El 2011 fue un año de intenso trabajo para muchas mujeres, las que escribimos poesía, especialmente, desarrollando un ala, no se sabe si por necesidad emocional o intelectual, pero queda claro que por la económica.
Hace días le pregunté a la poetiza uruguaya Grace Leguizamón si acaso era una casualidad, el que haya emprendido una pequeña empresa de fabricación de muñecas, porque yo lo hice y Lis Durán también, y sé de al menos otras tres, que sin proponérselo, hicieron sus propias empresas de manualidades, así que a mi pregunta, la creadora de Encuentro de ratones, respondió que no.
Así que no es casual que del verso con ratones (mouse de la PC), pasáramos a otra cosa.
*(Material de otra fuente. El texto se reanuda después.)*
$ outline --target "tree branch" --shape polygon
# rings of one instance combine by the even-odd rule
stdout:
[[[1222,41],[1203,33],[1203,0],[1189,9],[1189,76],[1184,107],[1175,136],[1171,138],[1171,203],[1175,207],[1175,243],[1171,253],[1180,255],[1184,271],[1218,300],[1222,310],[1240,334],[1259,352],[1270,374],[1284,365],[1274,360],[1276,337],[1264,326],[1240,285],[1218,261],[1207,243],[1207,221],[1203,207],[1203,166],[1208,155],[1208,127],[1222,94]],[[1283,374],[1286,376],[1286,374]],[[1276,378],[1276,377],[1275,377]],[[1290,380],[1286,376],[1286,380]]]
Pero hay más. Las que tenemos talleres de fomento a la lectura; las que hicieron grupos de iniciación artística para niños y niñas de la calle, como Lis Durán y Vanda Lúcia Da Costa Salles; las que abrieron grupos en las Favelas, las que promueven la paz y a prevención del SIDA como Silvia Aída Catalán; las que promueven la poesía de sus compañeros como Norma Segades; las que promueven el trabajos de escritores migrantes como Rosario Orozco, Zorica Zentic, Edith Goel y Edith Checa; las que editan, publican y promueven la cultura como Lina Zerón y Enzia Verduchi; las que hacen festivales y los patrocinan como Tatyh Hernández; las que además se van de voluntarias a una zona de riesgos, como Silvia Delgado. Entre otras miles. Ni hablar de los cientos de miles que son maestras y que como María Enriqueta, están haciendo crecer flores en Jardines de la Infancia, con las letras, como María Pugliese y Waldina Mejía. En el entorno de estas poetizas, crece, se desarrolla y se riega, la mente de algunas de las inteligencias del siglo 21.
Recientemente conocí el trabajo que realizan las poetizas dominicanas en Nueva York; Jorge Piña, esposo de Karina Rieke, ha escrito sobre esto y no por apoyar a la mujer –que vale hacerlo- sino por la perplejidad que le causó el empuje de las hembras ante la actividad cultural, a lo que emprendieron al ser convocadas, los logros que han tenido, la fuerza y el crecimiento numérico y el personal; mientras los varones, la verdad, por años, no lograron ponerse de acuerdo.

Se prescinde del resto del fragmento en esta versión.